Trying to fight global warming with philosophy
In her inaugural lecture Susanna Lindberg will ask how philosophy should respond to global warming. She does not simply aim to apply existing philosophical tools to the reality of global warming but asks if and how philosophy itself should change to be up to the emerging situation.
Lindberg holds the new chair in Continental Philosophy and studies philosophy originally written in continental Europe. ‘Like all philosophy, continental philosophy loves abstract questions such as “What is being?”, “What is truth?” and “What is art?”’ But continental philosophy is also a ‘metaphysics of the present’ that wants to tackle problems that arise in our everyday lives. ‘Today, these include, for example, questions concerning our technological condition, the ecological situation and the relations between humans and non-humans’, says Lindberg.
She already has various ideas on how to adapt her field. As a philosopher, Lindberg does not invent a machine that can remove CO2 from the air, but concepts. The concept of world, for example, a classical concept in continental philosophy that she believes must be entirely rethought if it should cover the entire planetary sphere. ‘We inhabit our familiar home world, but our relationship to planetary space is something quite different. We need to understand this difference to invent better ways of dealing with planetary problems such as global warming.’
‘Maybe there are ways to turn feelings of powerlessness into a new kind of power.’
Powerlessness in the face of planetary problems, such as global warming, can cause anxiety and depression (e.g., climate anxiety). ‘I do not think we should flee this anxiety but that we should see what it consists of and recognise that it is partly justified. But we should not be afraid of fear and anxiety. Maybe there are ways to turn feelings of powerlessness into a new kind of power.’
Lindberg is proud to be the first in the Netherlands to hold the chair in Continental Philosophy and is working on the concept of global warming, among other things.
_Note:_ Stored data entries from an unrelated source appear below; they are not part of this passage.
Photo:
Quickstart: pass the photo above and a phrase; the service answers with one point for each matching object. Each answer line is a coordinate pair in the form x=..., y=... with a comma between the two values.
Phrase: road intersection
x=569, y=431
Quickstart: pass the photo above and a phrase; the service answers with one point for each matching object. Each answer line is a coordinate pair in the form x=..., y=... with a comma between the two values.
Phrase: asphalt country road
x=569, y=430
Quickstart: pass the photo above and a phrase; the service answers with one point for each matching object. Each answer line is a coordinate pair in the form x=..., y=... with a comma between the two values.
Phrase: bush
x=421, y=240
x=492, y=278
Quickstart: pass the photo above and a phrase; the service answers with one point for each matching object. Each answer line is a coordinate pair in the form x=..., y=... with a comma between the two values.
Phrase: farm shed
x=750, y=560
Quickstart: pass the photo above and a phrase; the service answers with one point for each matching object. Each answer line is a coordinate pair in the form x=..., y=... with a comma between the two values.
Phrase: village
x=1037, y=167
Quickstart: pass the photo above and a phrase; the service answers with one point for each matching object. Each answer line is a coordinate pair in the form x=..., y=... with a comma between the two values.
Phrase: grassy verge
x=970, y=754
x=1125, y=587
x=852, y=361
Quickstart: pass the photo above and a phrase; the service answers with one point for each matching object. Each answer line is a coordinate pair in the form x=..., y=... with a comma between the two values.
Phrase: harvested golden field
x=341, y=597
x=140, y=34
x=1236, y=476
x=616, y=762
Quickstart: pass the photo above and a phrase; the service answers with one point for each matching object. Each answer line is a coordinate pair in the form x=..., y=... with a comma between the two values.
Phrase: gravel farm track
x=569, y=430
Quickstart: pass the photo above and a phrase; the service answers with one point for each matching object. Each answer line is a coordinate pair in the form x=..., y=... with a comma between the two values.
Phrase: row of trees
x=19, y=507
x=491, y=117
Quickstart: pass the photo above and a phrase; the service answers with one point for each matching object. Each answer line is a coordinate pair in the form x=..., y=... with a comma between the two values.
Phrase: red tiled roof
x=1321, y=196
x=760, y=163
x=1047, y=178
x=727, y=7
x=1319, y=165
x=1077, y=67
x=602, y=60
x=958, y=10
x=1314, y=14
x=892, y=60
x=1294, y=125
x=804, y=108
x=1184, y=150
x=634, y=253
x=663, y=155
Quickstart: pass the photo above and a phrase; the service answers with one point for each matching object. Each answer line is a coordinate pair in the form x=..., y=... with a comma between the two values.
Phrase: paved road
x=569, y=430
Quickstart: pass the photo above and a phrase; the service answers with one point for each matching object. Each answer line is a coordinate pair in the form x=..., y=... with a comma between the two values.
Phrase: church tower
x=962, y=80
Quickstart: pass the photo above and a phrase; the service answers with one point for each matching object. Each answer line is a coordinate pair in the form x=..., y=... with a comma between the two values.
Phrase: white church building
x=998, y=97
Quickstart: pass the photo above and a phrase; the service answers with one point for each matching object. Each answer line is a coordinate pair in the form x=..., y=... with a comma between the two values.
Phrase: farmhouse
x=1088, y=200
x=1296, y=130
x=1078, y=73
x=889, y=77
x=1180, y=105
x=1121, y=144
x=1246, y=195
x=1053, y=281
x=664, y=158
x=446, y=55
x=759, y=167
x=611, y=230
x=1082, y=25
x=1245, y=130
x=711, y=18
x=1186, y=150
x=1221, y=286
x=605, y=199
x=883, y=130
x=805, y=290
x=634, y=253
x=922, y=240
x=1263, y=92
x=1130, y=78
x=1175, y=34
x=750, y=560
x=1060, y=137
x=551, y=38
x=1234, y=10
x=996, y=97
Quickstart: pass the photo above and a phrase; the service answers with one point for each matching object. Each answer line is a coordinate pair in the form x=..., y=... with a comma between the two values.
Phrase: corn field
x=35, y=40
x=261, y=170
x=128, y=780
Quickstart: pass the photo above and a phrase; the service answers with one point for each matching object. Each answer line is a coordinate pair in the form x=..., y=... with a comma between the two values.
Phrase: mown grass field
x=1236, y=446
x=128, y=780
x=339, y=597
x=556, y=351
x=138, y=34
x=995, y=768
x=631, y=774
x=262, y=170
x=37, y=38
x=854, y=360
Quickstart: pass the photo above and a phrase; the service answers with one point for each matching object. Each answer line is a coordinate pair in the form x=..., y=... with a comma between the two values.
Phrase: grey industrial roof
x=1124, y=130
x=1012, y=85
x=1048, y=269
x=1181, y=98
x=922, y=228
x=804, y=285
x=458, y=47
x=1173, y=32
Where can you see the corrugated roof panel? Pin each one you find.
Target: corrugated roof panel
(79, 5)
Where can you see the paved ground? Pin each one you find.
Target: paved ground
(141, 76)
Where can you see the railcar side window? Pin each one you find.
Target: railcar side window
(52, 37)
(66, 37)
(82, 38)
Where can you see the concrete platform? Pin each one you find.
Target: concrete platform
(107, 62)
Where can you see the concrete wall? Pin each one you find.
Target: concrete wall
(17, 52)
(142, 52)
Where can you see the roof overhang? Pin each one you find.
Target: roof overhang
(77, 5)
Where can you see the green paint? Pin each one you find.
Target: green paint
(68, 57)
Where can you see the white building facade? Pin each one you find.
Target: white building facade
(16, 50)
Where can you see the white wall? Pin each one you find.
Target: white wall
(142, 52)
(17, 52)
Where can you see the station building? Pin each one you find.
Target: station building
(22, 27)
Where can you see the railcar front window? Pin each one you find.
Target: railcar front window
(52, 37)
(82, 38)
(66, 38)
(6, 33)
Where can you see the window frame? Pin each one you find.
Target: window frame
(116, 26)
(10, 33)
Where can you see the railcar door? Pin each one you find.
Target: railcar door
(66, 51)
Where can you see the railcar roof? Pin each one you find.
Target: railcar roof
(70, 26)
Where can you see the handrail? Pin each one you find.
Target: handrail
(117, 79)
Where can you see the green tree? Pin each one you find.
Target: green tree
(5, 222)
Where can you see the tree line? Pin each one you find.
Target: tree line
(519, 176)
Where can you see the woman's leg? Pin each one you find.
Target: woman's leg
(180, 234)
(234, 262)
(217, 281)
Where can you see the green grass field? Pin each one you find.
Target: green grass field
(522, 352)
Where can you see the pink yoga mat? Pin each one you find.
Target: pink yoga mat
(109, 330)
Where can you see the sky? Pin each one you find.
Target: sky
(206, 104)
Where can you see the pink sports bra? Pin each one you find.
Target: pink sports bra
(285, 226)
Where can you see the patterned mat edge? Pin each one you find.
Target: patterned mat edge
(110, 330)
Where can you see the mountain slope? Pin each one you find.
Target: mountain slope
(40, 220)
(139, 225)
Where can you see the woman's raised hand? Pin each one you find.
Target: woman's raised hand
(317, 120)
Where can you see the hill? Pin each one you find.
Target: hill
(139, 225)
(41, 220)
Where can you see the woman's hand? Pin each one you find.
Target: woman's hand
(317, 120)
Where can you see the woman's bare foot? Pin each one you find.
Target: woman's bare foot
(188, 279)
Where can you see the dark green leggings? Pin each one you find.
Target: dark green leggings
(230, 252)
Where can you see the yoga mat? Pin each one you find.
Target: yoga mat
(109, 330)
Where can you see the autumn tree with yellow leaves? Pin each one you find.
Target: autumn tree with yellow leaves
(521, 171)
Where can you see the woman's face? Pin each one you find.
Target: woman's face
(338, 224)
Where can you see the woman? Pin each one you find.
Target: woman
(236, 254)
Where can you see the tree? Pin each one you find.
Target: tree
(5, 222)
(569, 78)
This is a new direction that she has taken. Her most recent book, From Technological Humanity to Bio-Technical Existence, which was published this year, deals with technology and humanity. How are technologies such as computers, telephones and artificial intelligence changing our understanding of what it is to be human?
As interesting as she finds humanity, Lindberg now wants to research the world in which humans are found. ‘The world is a technological place, not just nature. It’s a big, complicated world and I want to make it easier to understand.’